Eingesteckt

Die eigentliche Effekte-Power bezieht Ardour aus den auf dem System vorhanden LADSPA-Effektplugins. Im Mixerfenster ([Alt]+[M]) öffnet ein Rechtsklick auf Bereich oberhalb oder unterhalb des Mixerreglers (Abbildung 8, Markierung) ein Kontextmenü. Der Menüpunkt Alle Plugins öffnet einen Dialog, in dem Sie alle Plugins durchsuchen können.

Abbildung 8: Live-Studio: Ardour zeichnet alle Bewegungen der Mixerregler und sogar die der Plugins beim Abspielen auf.
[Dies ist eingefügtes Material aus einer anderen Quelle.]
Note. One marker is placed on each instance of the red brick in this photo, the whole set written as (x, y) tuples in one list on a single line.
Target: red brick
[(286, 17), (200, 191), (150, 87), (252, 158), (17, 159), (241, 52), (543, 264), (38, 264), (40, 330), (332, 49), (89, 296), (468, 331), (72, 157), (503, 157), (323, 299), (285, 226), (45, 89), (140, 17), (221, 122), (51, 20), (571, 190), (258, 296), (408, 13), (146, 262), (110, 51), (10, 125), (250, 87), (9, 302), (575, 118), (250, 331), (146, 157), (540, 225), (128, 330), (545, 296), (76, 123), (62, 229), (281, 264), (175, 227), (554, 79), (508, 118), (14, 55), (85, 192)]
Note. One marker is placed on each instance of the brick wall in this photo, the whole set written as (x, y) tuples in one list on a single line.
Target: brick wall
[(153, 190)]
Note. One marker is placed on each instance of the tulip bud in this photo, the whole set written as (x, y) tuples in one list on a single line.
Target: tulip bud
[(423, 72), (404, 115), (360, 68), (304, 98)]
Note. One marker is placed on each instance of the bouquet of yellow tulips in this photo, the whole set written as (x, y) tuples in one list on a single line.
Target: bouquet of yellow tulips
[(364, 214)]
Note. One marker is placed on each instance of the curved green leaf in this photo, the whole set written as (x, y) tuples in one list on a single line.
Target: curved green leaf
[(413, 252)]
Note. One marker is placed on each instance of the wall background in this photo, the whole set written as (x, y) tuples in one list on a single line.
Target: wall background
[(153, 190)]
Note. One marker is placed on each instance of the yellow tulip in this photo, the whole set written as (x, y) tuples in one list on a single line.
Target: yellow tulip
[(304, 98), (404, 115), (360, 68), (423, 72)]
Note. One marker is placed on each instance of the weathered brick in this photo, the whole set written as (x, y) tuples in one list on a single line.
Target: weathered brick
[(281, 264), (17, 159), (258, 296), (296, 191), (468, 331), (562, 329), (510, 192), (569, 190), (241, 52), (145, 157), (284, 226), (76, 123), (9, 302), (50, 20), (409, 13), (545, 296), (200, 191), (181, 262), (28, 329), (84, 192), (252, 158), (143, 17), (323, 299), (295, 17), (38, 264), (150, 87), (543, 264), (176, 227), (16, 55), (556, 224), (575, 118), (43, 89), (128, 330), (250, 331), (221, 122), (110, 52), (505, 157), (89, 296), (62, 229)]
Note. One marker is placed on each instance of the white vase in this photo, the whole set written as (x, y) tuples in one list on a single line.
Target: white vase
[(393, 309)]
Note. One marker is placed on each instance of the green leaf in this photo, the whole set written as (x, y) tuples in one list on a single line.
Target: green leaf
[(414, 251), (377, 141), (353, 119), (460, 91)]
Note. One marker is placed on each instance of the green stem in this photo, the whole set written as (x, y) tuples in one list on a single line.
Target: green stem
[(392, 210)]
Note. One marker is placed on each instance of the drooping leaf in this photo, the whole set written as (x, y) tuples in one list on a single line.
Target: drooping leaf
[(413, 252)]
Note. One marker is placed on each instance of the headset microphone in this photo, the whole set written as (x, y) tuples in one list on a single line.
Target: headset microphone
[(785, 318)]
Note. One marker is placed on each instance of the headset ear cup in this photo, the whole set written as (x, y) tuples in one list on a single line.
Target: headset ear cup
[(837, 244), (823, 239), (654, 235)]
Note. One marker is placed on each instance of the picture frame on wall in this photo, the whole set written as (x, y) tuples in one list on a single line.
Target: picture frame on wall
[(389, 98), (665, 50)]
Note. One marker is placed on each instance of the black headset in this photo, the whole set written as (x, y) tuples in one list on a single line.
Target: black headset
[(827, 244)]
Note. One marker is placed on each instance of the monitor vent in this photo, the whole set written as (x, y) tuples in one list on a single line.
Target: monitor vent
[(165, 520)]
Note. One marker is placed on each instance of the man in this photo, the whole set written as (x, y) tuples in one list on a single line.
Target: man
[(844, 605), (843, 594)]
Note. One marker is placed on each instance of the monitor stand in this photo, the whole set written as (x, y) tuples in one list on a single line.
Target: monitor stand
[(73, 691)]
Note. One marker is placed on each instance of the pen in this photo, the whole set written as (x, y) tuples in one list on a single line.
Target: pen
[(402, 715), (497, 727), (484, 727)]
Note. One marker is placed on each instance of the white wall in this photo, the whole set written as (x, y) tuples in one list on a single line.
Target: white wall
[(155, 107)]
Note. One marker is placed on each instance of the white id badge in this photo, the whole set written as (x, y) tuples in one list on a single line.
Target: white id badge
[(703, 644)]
Wenn Sie Effektregler während des Abspielens bewegen, zeichnet Ardour dies auf. Auf diese Weise erzielen Sie subtile Effekte, wie zum Beispiel verstärkten Hall für einzelne Töne, nachträgliche gezielte Pitch-Bends (Tonhöhenveränderungen) oder selektives Verzerren. So entstehen – Übung und Geduld vorausgesetzt – professionell klingende Aufnahmen.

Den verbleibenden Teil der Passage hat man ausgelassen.